En nihayet sağlanan uzlaşma, yürürlüğe giren ateşkes veya ordunun ablukası sonucu bölgeden yüzlerce silahlı militan tahliye edildi. Lübnan üzerinden önce Adana ardından Hatay’a buradan Türkiye-Suriye sınırında yer alan İdlib vilayetine götürüldü. Bir kesim silahlarıyla birlikte Suriye ordusuna teslim oldu.
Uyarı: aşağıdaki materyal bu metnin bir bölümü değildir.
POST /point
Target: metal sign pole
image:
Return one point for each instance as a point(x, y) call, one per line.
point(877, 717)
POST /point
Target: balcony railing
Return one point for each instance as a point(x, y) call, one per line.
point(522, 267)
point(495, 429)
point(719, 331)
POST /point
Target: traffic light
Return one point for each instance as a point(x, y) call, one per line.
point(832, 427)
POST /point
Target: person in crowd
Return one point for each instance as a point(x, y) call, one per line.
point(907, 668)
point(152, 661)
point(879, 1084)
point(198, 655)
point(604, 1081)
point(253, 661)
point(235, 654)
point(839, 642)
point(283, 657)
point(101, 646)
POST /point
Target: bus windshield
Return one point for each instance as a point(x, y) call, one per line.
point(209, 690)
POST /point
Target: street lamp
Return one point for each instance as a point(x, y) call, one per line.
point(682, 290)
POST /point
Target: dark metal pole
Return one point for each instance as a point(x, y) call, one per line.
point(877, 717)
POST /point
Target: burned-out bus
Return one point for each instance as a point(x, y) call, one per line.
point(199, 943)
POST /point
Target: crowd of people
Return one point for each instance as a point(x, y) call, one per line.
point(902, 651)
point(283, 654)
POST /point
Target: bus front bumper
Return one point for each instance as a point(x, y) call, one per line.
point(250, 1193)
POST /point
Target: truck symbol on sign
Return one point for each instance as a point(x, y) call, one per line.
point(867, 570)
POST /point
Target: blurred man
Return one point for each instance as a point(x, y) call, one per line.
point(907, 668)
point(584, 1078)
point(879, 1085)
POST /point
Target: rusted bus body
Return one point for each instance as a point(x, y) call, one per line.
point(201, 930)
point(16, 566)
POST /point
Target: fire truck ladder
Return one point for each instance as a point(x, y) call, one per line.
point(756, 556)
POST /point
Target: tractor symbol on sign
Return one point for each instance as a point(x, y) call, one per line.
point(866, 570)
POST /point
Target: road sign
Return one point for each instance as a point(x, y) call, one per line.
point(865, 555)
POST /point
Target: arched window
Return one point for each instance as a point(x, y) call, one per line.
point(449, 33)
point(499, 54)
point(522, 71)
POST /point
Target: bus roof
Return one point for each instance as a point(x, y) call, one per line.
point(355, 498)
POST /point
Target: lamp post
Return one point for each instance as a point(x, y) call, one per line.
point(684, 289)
Bir kesim ise savaşa devam kararı aldı. Bu grup Barada su kaynağının olduğu bölgeye sıkıştı.
Ve en nihayet üç hafta önce Şam kentini susuz bırakmak ve zehirlemek için suya petrol ve kimyasal artık döktüler. 6-7 milyon nüfuslu Şam kenti üç haftadır susuz. Şişe suyu ile yetiniyor. Evlere günde bir saat yedek depolardan verilen su ile yetinmek zorunda. Barada bölgesi sakinlerinden olan ve başarılı birçok uzlaşma görüşmelerine öncülük eden emekli bir generalin kanas silahı ile vurulup öldürülmesi Suriye ordusu için sabır bardağını taşıran son damla oldu. Şiddetli çatışmalar sonucunda bölge tamamen kontrol altına alındı. Suyun temizlenmesi faaliyetleri tamamlanmak üzere.
Muaviye, Hz. Ali’nin Mısır’a vali olarak tayin ettiği Malik El-Eşter’in bal tabağına zehir koyarak katletmişti. Oğlu Yezit, Kerbelâ’da abluka altına alınan, Hz. Muhammed’in torunu ve soyunun temsilcisi Hz. Hüseyin’i, kardeşlerini, ailesini ve askerlerini susuz bırakmak için su kuyularını taş ile doldurma emrini verdi. Bugün ise Muaviye ve Yezit’in torunları, Münafık Müslüman Kardeşler Örgütleri mensupları suya petrol ve tatlıya zehir enjekte ediyor.

TARİKAT ŞEYHİNİN EMRİ
Şam kentini besleyen ana su kaynağı ve Barada nehrinin yatağına petrol ve kimyasal atık döktüler. 6-7 milyon nüfuslu kent üç hafta susuz kaldı. Pet şişeler ile idare etti.18 Ocak günü Hama vilayeti Masyaf ilçesi Kanzara köyünde ikamet eden Yüzbaşı Beşşar El-Budi, eşi Emel Habib Nasır ve evlatları Dun ve Kerem'in yedikleri tatlıya zehir enjekte edilerek katledildi. Gözaltına alınan iş yeri sahibi bağlı bulunduğu muhalif tarikat şeyhinin ‘silahla kazanılamayan savaşın başka metotlarla sürdürülmesinin şeriata uygun olduğunu’ ve bu emrine binaen hareket ettiğini söylemiş.
Peygamber sözüdür; “Gün gelecek İslam’ın sadece ismi, Müslümanın sadece cismi kalacak. Camiler çoğalıp dolup taşacak lakin içinde gerçek Müslüman olmayacak” Ayrıca meşhur ifadedir; “Tanrı iradesini hâkim kılmak için yeryüzündeki iyi insanları kullanır. Yeryüzündeki kötü insanlar ise kendi iradelerini hâkim kılmak için Tanrı’yı kullanır.” İçinde bulunduğumuz döneme bakıp hak vermemek mümkün mü?